Mehmet menyenderkan keningnya ke kening Stela, napasnya hangat.
“Boleh aku minta satu?”
Stela membeku beberapa detik dengan matanya berkedip-kedip.
Kemudian ia memasukkan lumpia ke mulut Mehmet dengan cepat seperti memberi makan burung.

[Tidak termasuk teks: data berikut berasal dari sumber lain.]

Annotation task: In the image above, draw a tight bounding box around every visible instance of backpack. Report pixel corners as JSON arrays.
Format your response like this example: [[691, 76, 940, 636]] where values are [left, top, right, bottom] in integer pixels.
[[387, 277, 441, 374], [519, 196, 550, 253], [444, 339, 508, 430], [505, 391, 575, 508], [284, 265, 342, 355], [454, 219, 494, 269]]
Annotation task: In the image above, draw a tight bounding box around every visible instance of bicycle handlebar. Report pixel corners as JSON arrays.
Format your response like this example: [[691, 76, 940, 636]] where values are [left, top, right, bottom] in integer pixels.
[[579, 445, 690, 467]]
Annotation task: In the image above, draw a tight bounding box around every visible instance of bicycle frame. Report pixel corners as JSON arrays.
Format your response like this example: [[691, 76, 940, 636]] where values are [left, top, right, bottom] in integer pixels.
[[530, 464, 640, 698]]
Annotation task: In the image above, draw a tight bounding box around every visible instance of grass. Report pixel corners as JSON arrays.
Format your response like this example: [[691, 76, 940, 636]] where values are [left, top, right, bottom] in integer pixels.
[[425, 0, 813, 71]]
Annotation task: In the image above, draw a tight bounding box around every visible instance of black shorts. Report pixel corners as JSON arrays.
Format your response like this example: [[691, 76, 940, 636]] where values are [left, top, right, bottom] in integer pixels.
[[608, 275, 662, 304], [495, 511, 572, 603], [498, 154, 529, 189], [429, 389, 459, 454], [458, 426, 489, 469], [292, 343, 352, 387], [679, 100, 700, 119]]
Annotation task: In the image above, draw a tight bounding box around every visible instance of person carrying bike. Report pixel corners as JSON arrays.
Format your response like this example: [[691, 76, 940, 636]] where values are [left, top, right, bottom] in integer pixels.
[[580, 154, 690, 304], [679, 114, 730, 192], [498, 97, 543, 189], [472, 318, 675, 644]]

“Tuh! Satu! Jangan minta lagi!”
Mehmet langsung tertawa kecil sampai bahunya naik turun menahan tawa.
“Kenapa kamu sangat lucu sekali sih?”
“Diam, makan sana!” Stela memalingkan wajah, tapi pipinya merah.
Mehmet terus menatapnya dengan senyum lembut lama sekali, sampai akhirnya Stela menyenggol lengannya.
“Jangan lihat aku begitu, nanti aku jadi salah tingkah.”
Mehmet mengusap kepala istrinya yang masih menikmati lumpianya.
“Biar salah tingkah. Aku suka lihatnya.”
Stela menutupi wajah dengan kedua tangannya.
“Mehmet…”
“Ya?”
"I love you, Met."
Mehmet yang mendengarnya langsung memeluk tubuh istrinya.
"I love you too, Stela."
Mereka berdua kembali menikmati matahari tenggelam di pulau Kuta.